The Google Analytics 4 API is a little different than the Google Analytics 3 (Universal Analytics) API. I’ve walked us through how to pull a basic report from the Universal Analytics API previously and, although the steps are similar, there are slightly different request bodies, a different way to make the request, and a different way to parse the data.

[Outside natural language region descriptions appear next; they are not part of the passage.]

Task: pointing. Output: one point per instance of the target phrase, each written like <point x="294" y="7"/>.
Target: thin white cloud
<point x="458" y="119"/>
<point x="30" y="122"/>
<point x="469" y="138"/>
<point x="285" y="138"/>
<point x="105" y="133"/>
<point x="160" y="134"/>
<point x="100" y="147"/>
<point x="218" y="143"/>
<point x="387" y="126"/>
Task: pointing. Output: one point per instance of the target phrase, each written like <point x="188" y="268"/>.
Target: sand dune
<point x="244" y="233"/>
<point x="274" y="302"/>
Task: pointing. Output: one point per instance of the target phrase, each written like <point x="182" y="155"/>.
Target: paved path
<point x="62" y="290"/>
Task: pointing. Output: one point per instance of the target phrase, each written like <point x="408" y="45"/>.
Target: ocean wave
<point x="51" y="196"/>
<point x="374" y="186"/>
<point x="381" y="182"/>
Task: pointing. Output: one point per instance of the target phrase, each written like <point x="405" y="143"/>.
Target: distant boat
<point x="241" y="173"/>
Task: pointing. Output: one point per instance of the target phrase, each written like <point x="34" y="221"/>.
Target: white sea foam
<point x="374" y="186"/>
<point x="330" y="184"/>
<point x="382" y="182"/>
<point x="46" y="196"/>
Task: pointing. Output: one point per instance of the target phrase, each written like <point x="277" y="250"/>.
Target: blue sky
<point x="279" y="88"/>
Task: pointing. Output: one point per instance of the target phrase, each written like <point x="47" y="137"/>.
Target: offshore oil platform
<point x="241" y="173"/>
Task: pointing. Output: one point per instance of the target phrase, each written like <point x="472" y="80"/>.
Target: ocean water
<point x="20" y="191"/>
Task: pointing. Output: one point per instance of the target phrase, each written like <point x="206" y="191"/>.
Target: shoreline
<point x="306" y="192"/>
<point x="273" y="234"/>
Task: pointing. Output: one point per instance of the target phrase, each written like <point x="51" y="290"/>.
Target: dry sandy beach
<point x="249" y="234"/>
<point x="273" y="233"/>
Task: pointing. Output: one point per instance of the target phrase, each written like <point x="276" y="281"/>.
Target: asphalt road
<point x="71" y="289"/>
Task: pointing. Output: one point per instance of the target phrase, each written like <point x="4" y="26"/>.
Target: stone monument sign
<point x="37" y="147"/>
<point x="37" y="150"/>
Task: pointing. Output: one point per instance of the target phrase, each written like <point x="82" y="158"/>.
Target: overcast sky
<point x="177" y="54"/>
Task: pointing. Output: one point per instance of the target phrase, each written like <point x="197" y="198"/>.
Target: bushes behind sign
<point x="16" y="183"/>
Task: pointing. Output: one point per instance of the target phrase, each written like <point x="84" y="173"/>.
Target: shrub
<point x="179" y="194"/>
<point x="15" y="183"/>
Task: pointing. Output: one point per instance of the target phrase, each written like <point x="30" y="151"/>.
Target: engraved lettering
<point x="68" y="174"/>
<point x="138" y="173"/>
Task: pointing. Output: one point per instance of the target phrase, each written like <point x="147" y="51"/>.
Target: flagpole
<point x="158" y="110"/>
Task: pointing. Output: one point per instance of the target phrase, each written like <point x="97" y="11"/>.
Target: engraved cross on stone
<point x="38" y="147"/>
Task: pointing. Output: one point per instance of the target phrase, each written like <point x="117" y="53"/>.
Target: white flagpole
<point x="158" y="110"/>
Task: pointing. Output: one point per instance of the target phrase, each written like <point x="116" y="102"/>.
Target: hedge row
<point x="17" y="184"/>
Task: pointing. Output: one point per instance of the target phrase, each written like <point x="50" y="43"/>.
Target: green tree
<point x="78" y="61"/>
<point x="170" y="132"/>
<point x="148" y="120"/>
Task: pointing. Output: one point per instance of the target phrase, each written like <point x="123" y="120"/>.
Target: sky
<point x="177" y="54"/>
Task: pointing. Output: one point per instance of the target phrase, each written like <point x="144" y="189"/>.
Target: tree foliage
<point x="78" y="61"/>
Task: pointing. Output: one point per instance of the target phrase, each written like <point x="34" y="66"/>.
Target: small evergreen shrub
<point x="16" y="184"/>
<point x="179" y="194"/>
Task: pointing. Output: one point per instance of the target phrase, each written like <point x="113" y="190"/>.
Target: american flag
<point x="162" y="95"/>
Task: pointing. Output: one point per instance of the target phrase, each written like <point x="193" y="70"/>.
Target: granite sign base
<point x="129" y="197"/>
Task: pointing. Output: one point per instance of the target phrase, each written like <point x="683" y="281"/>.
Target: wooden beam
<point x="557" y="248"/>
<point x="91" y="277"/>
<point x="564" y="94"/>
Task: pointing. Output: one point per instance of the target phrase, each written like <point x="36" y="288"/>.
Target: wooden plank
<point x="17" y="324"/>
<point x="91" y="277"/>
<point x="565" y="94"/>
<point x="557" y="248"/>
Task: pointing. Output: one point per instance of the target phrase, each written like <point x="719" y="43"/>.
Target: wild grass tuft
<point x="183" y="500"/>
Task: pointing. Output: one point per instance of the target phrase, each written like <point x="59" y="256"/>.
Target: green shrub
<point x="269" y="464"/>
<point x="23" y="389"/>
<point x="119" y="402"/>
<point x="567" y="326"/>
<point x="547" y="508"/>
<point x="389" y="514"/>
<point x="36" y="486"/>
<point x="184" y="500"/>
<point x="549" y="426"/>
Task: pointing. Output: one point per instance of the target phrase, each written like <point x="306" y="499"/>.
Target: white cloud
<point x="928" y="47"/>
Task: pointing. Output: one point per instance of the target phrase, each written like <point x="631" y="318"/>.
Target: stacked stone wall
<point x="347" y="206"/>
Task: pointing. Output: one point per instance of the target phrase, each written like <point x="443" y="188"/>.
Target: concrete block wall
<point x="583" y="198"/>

This article is designed not only for beginners but also data scientists and data analysts who are making the switch from Universal Analytics to Google Analytics 4. The GA4 API documentation has a Python guide. This will not follow that. This article will be more aligned with the OAuth2 flow you are likely to be accustomed to with Universal Analytics.
Requirements
A Google Analytics 4 API Connection. I’ll be calling the function we wrote to build the service and run the report.
pip install pandas
Google Analytics 4 API batchRunReports Method
The GA4 v1beta and likely v1 API has a handful of reports available to run. This, already, is a little different than the GA3 v4 API where there is really only one reporting method, batchGet
, which is what I covered in the UA API article. In the GA4 API, batchRunReports
is the closest method to what you’ll be used to from GA3 v4. There is also a singular runReport
method. I wouldn’t be surprised to see these consolidated at some point in the future. GA4 can also run Pivot Reports and Realtime Reports. Those are beyond the scope of this article.

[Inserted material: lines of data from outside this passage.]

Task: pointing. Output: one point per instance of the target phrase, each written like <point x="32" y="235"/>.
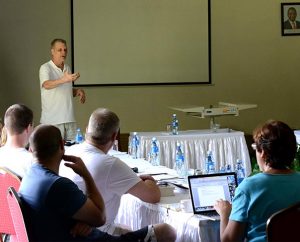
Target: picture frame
<point x="290" y="19"/>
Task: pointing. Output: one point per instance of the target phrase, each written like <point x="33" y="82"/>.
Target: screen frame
<point x="145" y="83"/>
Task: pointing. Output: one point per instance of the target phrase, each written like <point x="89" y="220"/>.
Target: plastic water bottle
<point x="179" y="162"/>
<point x="79" y="137"/>
<point x="135" y="146"/>
<point x="209" y="163"/>
<point x="154" y="154"/>
<point x="228" y="168"/>
<point x="175" y="124"/>
<point x="240" y="171"/>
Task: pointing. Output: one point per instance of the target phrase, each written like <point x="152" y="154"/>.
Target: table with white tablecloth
<point x="226" y="145"/>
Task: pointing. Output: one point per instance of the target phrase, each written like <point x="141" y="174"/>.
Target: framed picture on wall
<point x="290" y="19"/>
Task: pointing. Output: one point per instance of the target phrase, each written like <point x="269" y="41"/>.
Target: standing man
<point x="57" y="91"/>
<point x="292" y="23"/>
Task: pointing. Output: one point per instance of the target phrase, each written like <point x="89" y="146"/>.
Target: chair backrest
<point x="284" y="225"/>
<point x="15" y="208"/>
<point x="7" y="179"/>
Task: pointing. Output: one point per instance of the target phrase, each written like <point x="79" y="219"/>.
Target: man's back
<point x="52" y="201"/>
<point x="113" y="177"/>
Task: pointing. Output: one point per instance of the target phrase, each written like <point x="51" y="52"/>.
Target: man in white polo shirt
<point x="57" y="91"/>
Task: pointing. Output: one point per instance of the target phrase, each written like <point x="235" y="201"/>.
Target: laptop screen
<point x="208" y="188"/>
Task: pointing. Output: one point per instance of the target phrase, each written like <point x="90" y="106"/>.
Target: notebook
<point x="205" y="189"/>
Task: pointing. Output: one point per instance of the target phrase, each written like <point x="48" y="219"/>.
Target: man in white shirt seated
<point x="18" y="122"/>
<point x="112" y="176"/>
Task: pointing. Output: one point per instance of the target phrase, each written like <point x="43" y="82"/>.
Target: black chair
<point x="284" y="225"/>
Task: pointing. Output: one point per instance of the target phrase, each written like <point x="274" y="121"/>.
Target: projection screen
<point x="141" y="42"/>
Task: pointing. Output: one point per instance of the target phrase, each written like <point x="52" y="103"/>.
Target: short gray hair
<point x="102" y="124"/>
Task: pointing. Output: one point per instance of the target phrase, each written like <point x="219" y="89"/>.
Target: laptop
<point x="205" y="189"/>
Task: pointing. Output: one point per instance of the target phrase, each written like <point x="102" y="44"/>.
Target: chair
<point x="284" y="225"/>
<point x="17" y="210"/>
<point x="7" y="179"/>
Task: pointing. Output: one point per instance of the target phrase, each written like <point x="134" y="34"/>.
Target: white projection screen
<point x="141" y="42"/>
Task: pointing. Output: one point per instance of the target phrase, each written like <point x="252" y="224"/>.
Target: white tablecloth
<point x="226" y="145"/>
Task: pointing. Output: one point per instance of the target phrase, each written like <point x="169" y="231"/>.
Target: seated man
<point x="18" y="123"/>
<point x="57" y="209"/>
<point x="112" y="176"/>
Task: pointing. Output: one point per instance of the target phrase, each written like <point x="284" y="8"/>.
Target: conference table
<point x="226" y="145"/>
<point x="137" y="214"/>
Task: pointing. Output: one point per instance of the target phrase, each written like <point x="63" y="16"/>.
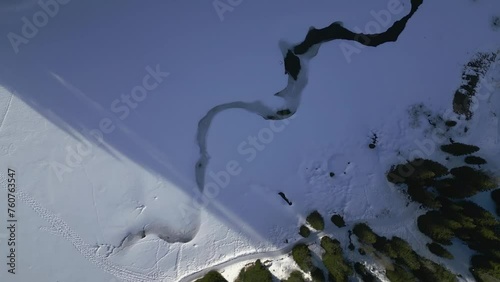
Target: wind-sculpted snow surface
<point x="296" y="68"/>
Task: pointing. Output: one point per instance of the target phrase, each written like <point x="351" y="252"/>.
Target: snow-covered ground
<point x="100" y="177"/>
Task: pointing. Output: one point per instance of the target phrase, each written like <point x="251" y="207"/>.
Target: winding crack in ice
<point x="296" y="61"/>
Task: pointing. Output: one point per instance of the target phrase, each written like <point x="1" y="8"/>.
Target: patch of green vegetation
<point x="334" y="261"/>
<point x="399" y="274"/>
<point x="316" y="220"/>
<point x="485" y="268"/>
<point x="495" y="195"/>
<point x="439" y="250"/>
<point x="473" y="225"/>
<point x="304" y="231"/>
<point x="407" y="264"/>
<point x="256" y="272"/>
<point x="317" y="275"/>
<point x="459" y="149"/>
<point x="303" y="257"/>
<point x="338" y="220"/>
<point x="212" y="276"/>
<point x="295" y="276"/>
<point x="466" y="182"/>
<point x="418" y="171"/>
<point x="474" y="160"/>
<point x="366" y="276"/>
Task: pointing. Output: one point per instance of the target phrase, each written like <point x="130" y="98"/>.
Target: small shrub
<point x="474" y="160"/>
<point x="212" y="276"/>
<point x="304" y="231"/>
<point x="439" y="250"/>
<point x="459" y="149"/>
<point x="495" y="195"/>
<point x="399" y="274"/>
<point x="303" y="257"/>
<point x="450" y="123"/>
<point x="256" y="272"/>
<point x="333" y="259"/>
<point x="364" y="233"/>
<point x="317" y="275"/>
<point x="366" y="276"/>
<point x="338" y="220"/>
<point x="416" y="172"/>
<point x="295" y="276"/>
<point x="316" y="220"/>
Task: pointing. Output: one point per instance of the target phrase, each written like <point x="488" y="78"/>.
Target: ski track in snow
<point x="291" y="95"/>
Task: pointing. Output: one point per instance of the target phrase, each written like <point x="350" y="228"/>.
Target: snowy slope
<point x="87" y="224"/>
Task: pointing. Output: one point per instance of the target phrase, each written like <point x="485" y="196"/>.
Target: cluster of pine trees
<point x="450" y="216"/>
<point x="406" y="265"/>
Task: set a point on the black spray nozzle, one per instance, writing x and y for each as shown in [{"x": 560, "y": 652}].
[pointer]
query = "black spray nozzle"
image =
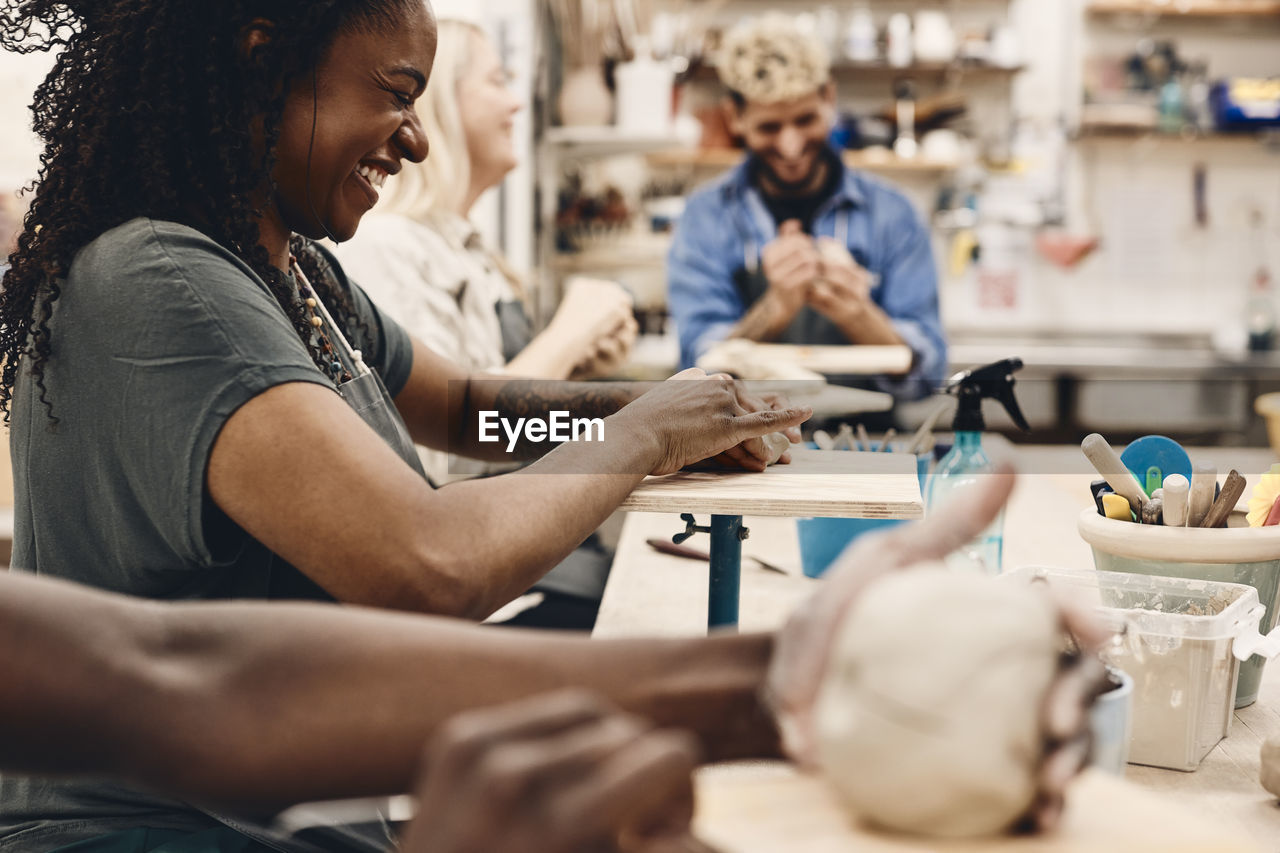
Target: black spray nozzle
[{"x": 995, "y": 381}]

In the Universal Analytics API report article I wrote, I gave some tips at the end to make the request setup and report parsing easier and more scalable. I’m going to skip straight to using those tips here. You can brush up on those tips in the final section of the Universal Analytics API report article.
Additional Imports
In addition to the modules we imported in the GA4 API Connection article, we’re going to import two more to help us parse the data.
import pandas as pd
from collections import defaultdict
Find Your GA4 Property ID
Unlike Universal Analytics, GA4 does not have views. If you followed along with my GA3 API Report article, you saw that we needed a viewId
for our request body. What we need, instead, is the GA4 Property ID. You can find that by navigating to the admin section of your Google Analytics account and looking at your Property Settings. Your Property ID will be in the top right.
We won’t however, be putting it in the request body. It goes somewhere else and we’ll come back to it at the end. You’re welcome to save the property ID as a variable. One weird thing about the way we have to supply the property ID in the API is that it needs to be preceded with properties/
. We’ll be very original and save it as property_id
.
property_id = 'properties/306503726'
Add Dimensions & Metrics to Lists
If you used the GA3 API for reporting, forget all the metrics and dimensions you know; they go by a new name in GA4. You can find all of the built-in dimension and metric names in the API schema and you can also find a UA-to-GA4 equivalence in their migration docs. As a third option, you can also use the Google dimensions and metrics explorer. Unlike with UA, the explorer requires authentication to show you the available dimensions and metrics; I believe the reason for that is because you can (and are likely expected) to create custom dimensions and metrics more often in GA4 than you did in UA.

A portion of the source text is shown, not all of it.